ダーク・ファンタジー小説 ※倉庫ログ

Re: 月と復讐とチャットルーム ( No.62 )
日時: 2012/02/09 10:39
名前: 久蘭 (ID: uWXzIoXb)

7.題名未定

望美に再会する6年前。朔矢は、大学に入学した。そこで、香織と知り会った。

同じサークルで、同い年。しかし学部は違っていたので、あまり話す機会はなかった。

が、ある日。香織と同じ学部の友人から、こんな話を聞いた。


「内海の姉さん、4年前のHACの飛行機事故で亡くなったんだって。」


それを聞いた時だった。朔矢の中に恐ろしく大きな復讐心が芽生えたのは。

…それから朔矢は、香織に近づき始めた。

サークルで頻繁に話しかけ、親しくなる。そして、確かに香織の姉があの事故で亡くなったことを知った。

朔矢は香織との仲を深めつつ、あの事故について調べだした。

亡くなった人間と、その遺族について情報をあつめ、そして計画を練った。

そして…計画を完全にたて終わったのは、大学を卒業する頃だった。その頃、朔矢と香織は付き合っていた。

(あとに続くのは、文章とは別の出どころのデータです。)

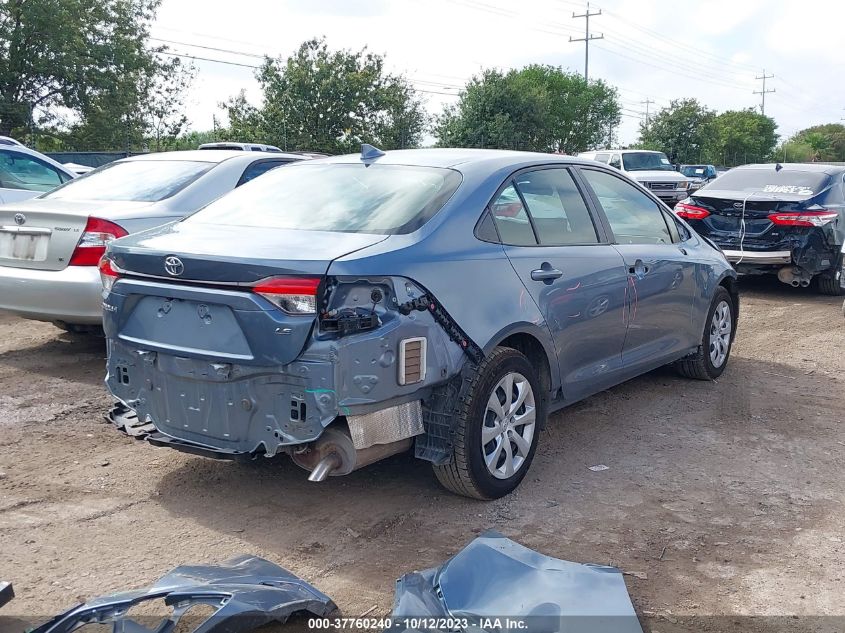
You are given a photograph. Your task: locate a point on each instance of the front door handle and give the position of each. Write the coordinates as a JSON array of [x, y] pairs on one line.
[[546, 273]]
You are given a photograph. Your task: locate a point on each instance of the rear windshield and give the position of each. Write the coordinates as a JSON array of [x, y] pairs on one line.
[[771, 181], [693, 170], [385, 199], [136, 180], [646, 161]]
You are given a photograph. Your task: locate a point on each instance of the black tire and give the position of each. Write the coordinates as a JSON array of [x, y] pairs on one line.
[[467, 474], [699, 366], [831, 283]]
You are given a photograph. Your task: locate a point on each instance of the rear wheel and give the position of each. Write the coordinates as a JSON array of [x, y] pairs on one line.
[[830, 283], [712, 356], [496, 428]]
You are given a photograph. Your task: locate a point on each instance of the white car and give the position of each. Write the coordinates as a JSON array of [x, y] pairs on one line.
[[25, 173], [50, 246], [649, 168]]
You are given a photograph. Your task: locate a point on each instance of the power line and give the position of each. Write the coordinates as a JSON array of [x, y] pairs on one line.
[[763, 92], [647, 103], [207, 59], [209, 48], [587, 37]]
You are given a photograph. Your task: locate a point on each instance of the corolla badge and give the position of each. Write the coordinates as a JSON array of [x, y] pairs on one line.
[[173, 265]]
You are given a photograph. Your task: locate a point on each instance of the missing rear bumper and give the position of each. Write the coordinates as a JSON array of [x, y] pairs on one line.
[[758, 257]]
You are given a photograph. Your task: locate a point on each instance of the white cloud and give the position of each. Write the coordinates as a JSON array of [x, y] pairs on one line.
[[656, 49]]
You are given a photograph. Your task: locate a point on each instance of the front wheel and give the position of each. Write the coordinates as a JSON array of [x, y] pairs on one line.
[[497, 424], [710, 360]]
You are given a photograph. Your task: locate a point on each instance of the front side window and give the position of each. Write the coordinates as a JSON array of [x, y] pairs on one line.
[[134, 180], [633, 216], [559, 212], [348, 198], [19, 171]]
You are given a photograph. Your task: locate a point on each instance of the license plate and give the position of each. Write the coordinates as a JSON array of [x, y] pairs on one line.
[[27, 244]]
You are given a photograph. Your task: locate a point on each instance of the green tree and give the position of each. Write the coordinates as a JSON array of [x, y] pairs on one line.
[[538, 108], [683, 131], [743, 136], [330, 101], [819, 142], [83, 70]]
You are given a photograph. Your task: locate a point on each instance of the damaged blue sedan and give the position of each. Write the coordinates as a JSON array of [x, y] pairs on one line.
[[346, 309]]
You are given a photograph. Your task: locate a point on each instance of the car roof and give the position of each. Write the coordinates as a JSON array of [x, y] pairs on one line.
[[210, 155], [455, 157], [819, 168]]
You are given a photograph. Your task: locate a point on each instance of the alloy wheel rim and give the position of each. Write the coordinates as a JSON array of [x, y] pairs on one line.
[[510, 420], [720, 334]]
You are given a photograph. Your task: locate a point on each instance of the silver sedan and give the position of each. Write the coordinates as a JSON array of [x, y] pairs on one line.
[[50, 246]]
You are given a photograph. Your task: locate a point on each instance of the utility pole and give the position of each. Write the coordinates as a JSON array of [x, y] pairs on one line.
[[587, 37], [647, 103], [763, 92]]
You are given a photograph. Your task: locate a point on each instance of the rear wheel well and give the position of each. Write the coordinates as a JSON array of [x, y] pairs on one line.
[[534, 351], [730, 284]]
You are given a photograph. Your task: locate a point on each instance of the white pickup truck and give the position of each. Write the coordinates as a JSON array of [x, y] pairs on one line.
[[649, 168]]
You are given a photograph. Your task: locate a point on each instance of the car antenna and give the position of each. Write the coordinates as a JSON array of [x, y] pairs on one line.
[[370, 152]]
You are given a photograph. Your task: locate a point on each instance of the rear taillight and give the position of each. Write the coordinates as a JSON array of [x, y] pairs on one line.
[[92, 244], [294, 295], [804, 218], [108, 273], [690, 211]]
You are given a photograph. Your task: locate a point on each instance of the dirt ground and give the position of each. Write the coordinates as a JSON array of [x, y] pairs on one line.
[[723, 498]]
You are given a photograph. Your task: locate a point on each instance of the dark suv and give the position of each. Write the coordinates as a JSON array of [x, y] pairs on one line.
[[787, 219]]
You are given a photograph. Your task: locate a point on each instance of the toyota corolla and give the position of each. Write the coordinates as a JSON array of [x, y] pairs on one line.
[[437, 301]]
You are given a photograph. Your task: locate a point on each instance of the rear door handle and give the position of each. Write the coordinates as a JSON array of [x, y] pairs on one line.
[[639, 268], [546, 274]]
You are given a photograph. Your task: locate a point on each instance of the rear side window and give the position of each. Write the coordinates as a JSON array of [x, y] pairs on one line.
[[790, 182], [257, 169], [19, 171], [633, 216], [559, 213], [348, 198], [512, 219]]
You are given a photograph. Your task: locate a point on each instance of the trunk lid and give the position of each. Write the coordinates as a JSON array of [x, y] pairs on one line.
[[42, 234], [208, 310], [225, 255], [726, 214]]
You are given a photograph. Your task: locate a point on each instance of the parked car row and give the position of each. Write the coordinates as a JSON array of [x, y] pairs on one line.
[[50, 245], [344, 309], [784, 219]]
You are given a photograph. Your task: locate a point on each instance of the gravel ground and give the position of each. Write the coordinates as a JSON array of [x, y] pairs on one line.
[[722, 498]]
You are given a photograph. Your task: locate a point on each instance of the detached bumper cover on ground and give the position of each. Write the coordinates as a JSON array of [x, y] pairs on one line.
[[6, 592], [497, 584], [246, 592]]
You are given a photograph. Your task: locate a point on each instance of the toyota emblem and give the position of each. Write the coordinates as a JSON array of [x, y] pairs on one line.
[[173, 265]]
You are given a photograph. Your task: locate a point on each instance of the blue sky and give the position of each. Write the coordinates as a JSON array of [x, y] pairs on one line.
[[652, 49]]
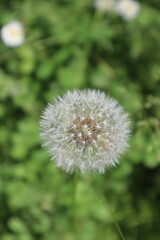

朔矢は妹…望美に連絡をとろうとしていた。が、父方の祖父母も、母方の祖父母も、もう亡くなっていた。そのために、朔矢は望美の居場所を知ることができなかった。

最初は、全て一人でやろうかとも考えた。が、朔矢には望美が必要だった。きっと一人では、心が折れてしまう。心が折れないために、確実に復讐を成功させるために、朔矢は望美を探し始めた。

再び、情報集めに朔矢は没頭し始めた。親戚中を訪ねて回り、望美の学校中を回り…大変な作業だった。

どうにか居場所を捜しあて、パソコンのアドレスを知ると、もう朔矢は待てなかった。

二人だけのチャットルームを立ち上げ、パソコンにメールを送り、望美と10年ぶりにコンタクトした。

その時の達成感と言ったら、なかった。